Hal itu mereka lakukan, karena hampir setiap hari menyaksikan bermacam adegan, termasuk di dalamnya kekerasan.
"Saat ini banyak stasiun televisi yang menayangkan sinetron, pada jam utama yang banyak bermuatan kekerasan, baik dalam bentuk kekerasan ringan seperti, ucapan kasar maupun kkerasan berat seperti tindakan membunuh," katanya.
Secara sederhana, katanya, bentuk peniruan yang dilakukan anak-anak adalah ucapan kasar dalam permainan dengan teman sebaya.
Atau mereka menendang, memukul, mendorong, saat bermain dengan temannya. Televisi mendorong anak meniru dan melakukan tindakan menyerang.
Komisi Nasional Perlindungan Anak (Komnas PA), Arist Merdeka Sirait mengatakan sangat banyak adegan yang tak pantas dilihat anak-anak itu dalam berbagai sinetron, berita atau tayangan reka ulang kasus pembunuhan yang ditayangkan televisi.
Banyak orangtua yang datang ke Komnas PA dengan kasus anaknya mencoba bunuh diri mengatakan, anak-anaknya sering nonton berbagai tayangan kekerasan di televisi tanpa pengawasan atau bimbingan orangtua.
"Padahal, anak-anak kan belum bisa menilai mana yang baik dan buruk. Ibaratnya mereka itu seperti kertas putih yang bisa dipengaruhi oleh berbagai faktor. Mulai faktor keluarga dan lingkungan," ujarnya.
Komnas PA juga menyebutkan, berdasarkan penelitian dari tahun 2006 hingga akhir 2009, terungkap sebanyak 68 persen tayangan di 13 stasiun televisi mayoritas mengandung kekerasan.
"Tidak ada pilihan (tayangan) buat anak. KPI lemah karena mandatnya lemah. Dia hanya bisa memberi sanksi administrasi," katanya.
Memang televisi bisa berdampak kurang baik bagi anak-anak, tetapi melarang mereka sepenuhnya untuk menonton televisi juga tidak tepat.Yang lebih bijaksana menurut Ketua Komnas PA adalah mengontrol tayangan televisi bagi anak-anak.
"Setidaknya anak-anak diberi pemahaman tayangan mana yang bisa mereka tonton dan mana yang tidak boleh. Orangtua perlu mendampingi anak-anaknya saat menonton televisi. Selain membangun komunikasi dengan anak, hal ini bisa mengurangi dampak negatif televisi bagi anak. Kebiasaan secara sehat ini mesti dimulai sejak usia dini," katanya.

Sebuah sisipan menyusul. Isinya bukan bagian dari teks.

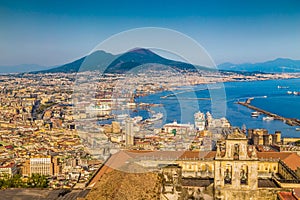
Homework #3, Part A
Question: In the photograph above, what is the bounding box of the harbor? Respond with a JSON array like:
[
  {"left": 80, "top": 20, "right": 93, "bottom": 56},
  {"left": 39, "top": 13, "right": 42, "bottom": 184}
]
[{"left": 237, "top": 98, "right": 300, "bottom": 126}]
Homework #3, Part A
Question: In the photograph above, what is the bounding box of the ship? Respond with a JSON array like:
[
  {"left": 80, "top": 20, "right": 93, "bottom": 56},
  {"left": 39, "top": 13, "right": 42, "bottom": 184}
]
[
  {"left": 86, "top": 104, "right": 111, "bottom": 112},
  {"left": 116, "top": 114, "right": 129, "bottom": 120},
  {"left": 194, "top": 111, "right": 205, "bottom": 131},
  {"left": 147, "top": 112, "right": 164, "bottom": 122},
  {"left": 277, "top": 85, "right": 289, "bottom": 89},
  {"left": 263, "top": 116, "right": 274, "bottom": 121},
  {"left": 251, "top": 111, "right": 260, "bottom": 117}
]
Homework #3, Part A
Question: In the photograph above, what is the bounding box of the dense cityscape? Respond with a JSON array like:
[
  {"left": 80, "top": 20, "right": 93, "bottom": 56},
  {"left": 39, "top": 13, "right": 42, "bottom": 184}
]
[
  {"left": 0, "top": 0, "right": 300, "bottom": 200},
  {"left": 0, "top": 70, "right": 300, "bottom": 199}
]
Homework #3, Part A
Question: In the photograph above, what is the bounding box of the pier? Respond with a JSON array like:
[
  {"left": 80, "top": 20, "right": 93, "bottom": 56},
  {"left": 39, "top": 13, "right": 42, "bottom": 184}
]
[
  {"left": 237, "top": 98, "right": 300, "bottom": 126},
  {"left": 160, "top": 89, "right": 208, "bottom": 99}
]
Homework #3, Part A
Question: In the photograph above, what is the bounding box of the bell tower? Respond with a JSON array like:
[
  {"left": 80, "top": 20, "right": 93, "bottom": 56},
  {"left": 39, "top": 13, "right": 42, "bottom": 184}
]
[{"left": 214, "top": 129, "right": 258, "bottom": 199}]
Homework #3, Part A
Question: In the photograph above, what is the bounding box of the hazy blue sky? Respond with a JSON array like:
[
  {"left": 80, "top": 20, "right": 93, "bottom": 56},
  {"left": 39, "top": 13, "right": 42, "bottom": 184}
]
[{"left": 0, "top": 0, "right": 300, "bottom": 65}]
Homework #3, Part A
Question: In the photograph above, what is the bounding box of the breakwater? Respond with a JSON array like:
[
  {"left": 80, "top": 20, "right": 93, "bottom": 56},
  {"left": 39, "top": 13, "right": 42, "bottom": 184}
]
[{"left": 237, "top": 98, "right": 300, "bottom": 126}]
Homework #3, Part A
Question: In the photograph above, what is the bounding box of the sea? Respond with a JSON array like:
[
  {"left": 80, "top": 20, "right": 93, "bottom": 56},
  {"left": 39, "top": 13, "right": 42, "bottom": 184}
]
[{"left": 130, "top": 79, "right": 300, "bottom": 137}]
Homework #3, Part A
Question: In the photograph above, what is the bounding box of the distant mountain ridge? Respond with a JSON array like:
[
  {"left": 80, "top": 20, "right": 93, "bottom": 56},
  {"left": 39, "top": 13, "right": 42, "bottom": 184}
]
[
  {"left": 0, "top": 64, "right": 53, "bottom": 73},
  {"left": 218, "top": 58, "right": 300, "bottom": 73},
  {"left": 11, "top": 48, "right": 300, "bottom": 73},
  {"left": 32, "top": 48, "right": 211, "bottom": 73}
]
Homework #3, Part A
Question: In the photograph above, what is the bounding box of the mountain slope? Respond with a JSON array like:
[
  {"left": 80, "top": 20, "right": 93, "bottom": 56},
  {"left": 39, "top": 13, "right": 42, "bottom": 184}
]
[
  {"left": 0, "top": 64, "right": 52, "bottom": 73},
  {"left": 218, "top": 58, "right": 300, "bottom": 73},
  {"left": 33, "top": 51, "right": 116, "bottom": 73},
  {"left": 34, "top": 48, "right": 208, "bottom": 73}
]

Di lain pihak, pengelola program tayangan televisi pun punya tanggungjawab untuk melakukan penyaringan acara-acara yang seronok, apalagi tayangan-tayangan iklan dengan menampilkan kemulusan kulit perempuan yang bisa disebut 70 persen sudah telanjang.
Tentang kewenangan KPI yang katanya berperan sebagai lembaga pengontrol program tayangan televisi, dia mempertanyakan sudah seberapa banyak tayangan televisi yang berhasil dihentikan karena tidak sesuai dengan aturan dan budaya Indonesia.
Pakar komunikasi Undip Triyono Lukmantoro mengatakan, aksi kekerasan yang ditayangkan di televisi sebaiknya jangan dipertontonkan secara eksesif.
Dia mendukung langkah Dewan Pers yang kemudian meminta stasiun-stasiun televisi untuk menstop menyiarkan peristiwa kekerasan.
"Media televisi memiliki kekuatan visualisasi luar biasa yang bisa memengaruhi penonton untuk meniru apa yang ditayangkan. Apalagi, jika penontonnya adalah kalangan anak-anak," katanya.
Menyikapi tayangan aksi kekerasan di televisi, dia berpendapat, seharusnya yang paling berperan aktif adalah KPI atau KPID. Mereka harus bersikap ketika melihat televisi yang eksesif menyiarkan aksi kekerasan.
Pendapat Triyono agaknya patut disimak, KPI dan KPID harus lebih responsif dalam mengawasi program siaran lembaga penyiaran dan jangan menunggu pengaduan dari masyarakat, sekaligus mengantisipasi ditayangkannya aksi kekerasan secara eksesif.
Ke depan, perlu ada pengawasan lebih ketat terhadap tayangan televisi, terutama yang berbau kekerasan dan seksualitas.